Padahal waktu dulu Ibunya tidak pernah bersikap jahat seperti itu. Namun, Yang paling
membuat ia penasaran ketika ibunya menyebut nama “Eva” dan “si pendosa”. Ia semakin
bingung dengan semua yang dialaminya itu. Ia pun mencoba bertanya kepada Bi Mira.
“Bi, saya mau tanya sesuatu,” katanya.
“Mau tanya apa, Non?”
“Apa Bibi pernah mendengar nama “Eva” dari ibu?”
“Eva?” Sepertinya, Bibi pernah mendengar nama itu. Tapi, sudah lama sekali, Non. Bibi
sudah tidak ingat lagi.”
Eve merasa memang ada sesuatu tentang nama itu, tapi ia belum bisa memastikannya.
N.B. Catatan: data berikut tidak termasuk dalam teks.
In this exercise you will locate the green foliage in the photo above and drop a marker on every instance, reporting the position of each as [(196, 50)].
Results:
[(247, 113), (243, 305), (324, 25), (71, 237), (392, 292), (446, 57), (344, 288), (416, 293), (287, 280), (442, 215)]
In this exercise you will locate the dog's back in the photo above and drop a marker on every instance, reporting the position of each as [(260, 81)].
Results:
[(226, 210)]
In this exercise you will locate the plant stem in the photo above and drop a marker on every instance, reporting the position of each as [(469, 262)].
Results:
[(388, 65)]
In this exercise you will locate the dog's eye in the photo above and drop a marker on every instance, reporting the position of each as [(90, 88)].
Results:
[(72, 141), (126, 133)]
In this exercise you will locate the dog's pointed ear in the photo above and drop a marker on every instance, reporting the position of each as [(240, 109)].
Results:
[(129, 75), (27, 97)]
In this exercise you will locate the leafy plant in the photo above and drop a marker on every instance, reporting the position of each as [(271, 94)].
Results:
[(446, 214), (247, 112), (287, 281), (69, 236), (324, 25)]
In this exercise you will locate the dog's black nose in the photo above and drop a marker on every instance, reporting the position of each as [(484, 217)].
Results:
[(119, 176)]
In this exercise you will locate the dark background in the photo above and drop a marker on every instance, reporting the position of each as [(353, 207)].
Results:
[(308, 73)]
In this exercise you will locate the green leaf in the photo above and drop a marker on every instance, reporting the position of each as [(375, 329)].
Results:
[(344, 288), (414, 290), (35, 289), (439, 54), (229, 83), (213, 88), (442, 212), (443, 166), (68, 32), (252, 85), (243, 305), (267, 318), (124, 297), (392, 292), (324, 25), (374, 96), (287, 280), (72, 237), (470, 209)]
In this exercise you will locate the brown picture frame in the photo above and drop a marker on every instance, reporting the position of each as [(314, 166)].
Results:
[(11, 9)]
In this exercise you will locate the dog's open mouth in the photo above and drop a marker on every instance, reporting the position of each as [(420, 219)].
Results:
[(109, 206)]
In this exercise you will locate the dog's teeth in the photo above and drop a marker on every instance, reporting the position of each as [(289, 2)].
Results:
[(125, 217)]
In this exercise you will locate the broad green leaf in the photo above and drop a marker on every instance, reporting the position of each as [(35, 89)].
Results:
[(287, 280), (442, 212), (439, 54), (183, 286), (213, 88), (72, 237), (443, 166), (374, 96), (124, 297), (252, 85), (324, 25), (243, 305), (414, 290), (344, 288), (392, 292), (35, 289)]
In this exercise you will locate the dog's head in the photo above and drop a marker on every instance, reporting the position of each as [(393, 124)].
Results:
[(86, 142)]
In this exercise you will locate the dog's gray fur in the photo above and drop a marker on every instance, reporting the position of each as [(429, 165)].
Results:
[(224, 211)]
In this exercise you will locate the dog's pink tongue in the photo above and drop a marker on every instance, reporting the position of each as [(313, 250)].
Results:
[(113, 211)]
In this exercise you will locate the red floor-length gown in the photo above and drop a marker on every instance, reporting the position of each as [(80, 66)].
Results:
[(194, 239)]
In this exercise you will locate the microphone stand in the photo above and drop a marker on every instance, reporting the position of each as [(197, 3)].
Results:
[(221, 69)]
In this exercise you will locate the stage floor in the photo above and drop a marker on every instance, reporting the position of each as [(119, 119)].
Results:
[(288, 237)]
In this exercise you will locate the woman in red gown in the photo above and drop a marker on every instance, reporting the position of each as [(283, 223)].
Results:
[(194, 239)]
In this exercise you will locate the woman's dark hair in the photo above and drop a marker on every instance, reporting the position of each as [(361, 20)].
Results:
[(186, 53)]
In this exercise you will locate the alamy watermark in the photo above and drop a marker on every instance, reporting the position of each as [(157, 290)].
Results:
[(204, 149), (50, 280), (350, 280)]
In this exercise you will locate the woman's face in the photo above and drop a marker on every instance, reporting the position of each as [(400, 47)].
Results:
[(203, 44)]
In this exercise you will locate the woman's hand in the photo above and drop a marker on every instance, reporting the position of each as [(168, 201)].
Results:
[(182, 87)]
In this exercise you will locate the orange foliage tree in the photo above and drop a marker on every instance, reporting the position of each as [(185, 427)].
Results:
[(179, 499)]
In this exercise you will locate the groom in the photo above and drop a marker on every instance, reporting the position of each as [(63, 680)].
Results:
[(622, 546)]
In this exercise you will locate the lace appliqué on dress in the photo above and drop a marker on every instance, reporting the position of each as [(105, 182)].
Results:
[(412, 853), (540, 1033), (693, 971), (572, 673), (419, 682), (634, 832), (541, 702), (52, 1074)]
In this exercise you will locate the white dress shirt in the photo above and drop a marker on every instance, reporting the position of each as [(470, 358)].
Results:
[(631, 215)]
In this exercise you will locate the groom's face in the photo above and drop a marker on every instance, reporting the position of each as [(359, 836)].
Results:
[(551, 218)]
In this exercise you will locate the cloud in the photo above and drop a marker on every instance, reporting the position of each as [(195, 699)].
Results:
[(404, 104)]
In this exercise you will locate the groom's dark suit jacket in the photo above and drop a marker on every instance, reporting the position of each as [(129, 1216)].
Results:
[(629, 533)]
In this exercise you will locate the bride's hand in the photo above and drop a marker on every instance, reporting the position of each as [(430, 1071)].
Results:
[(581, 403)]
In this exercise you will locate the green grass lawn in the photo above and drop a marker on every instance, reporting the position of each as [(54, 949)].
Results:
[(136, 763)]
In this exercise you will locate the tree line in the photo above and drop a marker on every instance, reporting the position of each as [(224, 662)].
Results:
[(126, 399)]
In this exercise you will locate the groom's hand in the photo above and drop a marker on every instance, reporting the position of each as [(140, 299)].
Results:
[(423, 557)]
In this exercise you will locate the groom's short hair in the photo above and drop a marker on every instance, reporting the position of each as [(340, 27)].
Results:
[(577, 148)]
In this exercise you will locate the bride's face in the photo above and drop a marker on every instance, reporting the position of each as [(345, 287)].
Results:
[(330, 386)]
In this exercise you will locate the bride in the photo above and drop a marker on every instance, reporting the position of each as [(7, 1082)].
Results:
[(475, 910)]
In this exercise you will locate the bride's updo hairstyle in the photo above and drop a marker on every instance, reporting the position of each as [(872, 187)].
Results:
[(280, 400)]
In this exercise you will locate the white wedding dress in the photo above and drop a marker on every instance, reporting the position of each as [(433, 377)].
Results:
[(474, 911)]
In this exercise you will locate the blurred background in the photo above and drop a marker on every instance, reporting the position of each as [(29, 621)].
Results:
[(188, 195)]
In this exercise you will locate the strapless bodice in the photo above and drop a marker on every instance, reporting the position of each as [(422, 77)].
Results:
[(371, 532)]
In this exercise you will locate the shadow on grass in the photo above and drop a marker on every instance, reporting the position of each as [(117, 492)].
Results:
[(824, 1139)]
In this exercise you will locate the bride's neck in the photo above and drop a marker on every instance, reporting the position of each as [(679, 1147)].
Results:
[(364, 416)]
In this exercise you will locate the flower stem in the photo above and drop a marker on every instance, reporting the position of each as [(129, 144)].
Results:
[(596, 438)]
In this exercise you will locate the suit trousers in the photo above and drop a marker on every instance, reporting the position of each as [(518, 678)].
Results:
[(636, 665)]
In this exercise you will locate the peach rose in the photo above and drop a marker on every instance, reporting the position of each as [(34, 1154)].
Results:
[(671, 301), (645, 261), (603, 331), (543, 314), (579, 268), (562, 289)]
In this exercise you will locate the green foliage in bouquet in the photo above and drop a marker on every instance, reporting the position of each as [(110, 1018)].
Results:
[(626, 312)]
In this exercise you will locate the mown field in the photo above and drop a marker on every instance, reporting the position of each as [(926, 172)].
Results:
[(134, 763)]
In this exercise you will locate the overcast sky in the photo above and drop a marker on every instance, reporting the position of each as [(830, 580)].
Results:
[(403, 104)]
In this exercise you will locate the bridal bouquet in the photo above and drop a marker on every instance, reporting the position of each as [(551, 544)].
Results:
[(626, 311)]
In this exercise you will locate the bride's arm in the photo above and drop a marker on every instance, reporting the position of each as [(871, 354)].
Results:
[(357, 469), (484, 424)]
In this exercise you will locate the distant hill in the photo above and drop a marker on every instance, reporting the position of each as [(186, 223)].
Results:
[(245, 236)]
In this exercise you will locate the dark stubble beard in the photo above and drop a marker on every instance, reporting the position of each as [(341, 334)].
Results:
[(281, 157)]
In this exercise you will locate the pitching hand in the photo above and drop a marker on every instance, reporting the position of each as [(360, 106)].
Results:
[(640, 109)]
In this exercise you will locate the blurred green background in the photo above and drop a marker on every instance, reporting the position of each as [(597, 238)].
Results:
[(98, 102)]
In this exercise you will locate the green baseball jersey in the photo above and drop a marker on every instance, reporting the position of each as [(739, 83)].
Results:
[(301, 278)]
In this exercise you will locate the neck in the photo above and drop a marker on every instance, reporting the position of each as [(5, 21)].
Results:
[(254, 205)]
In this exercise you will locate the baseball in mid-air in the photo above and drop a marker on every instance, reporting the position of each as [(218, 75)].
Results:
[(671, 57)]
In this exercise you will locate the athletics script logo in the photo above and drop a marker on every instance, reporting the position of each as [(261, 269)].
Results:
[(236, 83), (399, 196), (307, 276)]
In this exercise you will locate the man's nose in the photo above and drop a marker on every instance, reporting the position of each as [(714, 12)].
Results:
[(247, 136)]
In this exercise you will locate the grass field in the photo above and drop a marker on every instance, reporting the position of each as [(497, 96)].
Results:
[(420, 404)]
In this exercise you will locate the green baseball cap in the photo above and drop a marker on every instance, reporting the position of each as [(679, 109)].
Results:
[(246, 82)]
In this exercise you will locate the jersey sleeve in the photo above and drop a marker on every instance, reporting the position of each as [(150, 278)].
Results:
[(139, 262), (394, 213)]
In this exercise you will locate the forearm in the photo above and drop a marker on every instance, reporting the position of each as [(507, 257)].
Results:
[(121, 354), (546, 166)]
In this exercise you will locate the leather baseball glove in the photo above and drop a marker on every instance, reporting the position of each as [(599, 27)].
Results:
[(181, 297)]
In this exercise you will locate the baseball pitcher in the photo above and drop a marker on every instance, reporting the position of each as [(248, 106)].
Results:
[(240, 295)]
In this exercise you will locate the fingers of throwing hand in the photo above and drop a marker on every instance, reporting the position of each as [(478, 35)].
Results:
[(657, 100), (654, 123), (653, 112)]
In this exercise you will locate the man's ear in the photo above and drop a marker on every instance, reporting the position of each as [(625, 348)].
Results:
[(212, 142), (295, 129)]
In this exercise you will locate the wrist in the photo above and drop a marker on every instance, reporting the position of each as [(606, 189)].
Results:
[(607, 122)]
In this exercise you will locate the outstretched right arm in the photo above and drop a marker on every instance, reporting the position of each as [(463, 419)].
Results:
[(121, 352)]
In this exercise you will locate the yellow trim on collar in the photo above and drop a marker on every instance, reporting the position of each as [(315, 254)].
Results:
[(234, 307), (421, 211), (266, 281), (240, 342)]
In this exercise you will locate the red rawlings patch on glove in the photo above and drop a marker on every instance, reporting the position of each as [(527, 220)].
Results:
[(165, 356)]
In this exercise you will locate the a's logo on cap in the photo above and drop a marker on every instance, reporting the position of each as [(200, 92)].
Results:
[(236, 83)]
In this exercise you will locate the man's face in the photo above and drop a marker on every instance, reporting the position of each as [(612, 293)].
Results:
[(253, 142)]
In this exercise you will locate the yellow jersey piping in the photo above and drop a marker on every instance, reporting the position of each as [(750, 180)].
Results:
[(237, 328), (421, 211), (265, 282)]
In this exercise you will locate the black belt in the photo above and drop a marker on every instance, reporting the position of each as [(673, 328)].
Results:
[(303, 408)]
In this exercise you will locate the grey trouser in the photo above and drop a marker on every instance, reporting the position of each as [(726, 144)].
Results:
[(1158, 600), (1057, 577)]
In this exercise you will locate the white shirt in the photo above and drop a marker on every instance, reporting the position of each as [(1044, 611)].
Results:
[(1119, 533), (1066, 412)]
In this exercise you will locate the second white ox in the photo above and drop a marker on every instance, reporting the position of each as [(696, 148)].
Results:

“Sebenarnya ada apa Non, sehingga Non bertanya tentang nama itu?”
“Tidak, Bi. Tidak apa-apa. Hanya saja nama itu tiba-tiba muncul di mimpi saya, Bi,” katanya.
Eve tidak memberitahukan kejadian yang sebenarnya kepada Bi Mira.
“Oh … begitu, ya, Non.”
Bi Mira menatap Eve di tempat tidurnya. Bi Mira masih bingung dengan keadaan Eve saat ia
terbangun dari ketindihan tidurnya.
Eva ... si pendosa siapa dia? Tanya Eve dalam hati.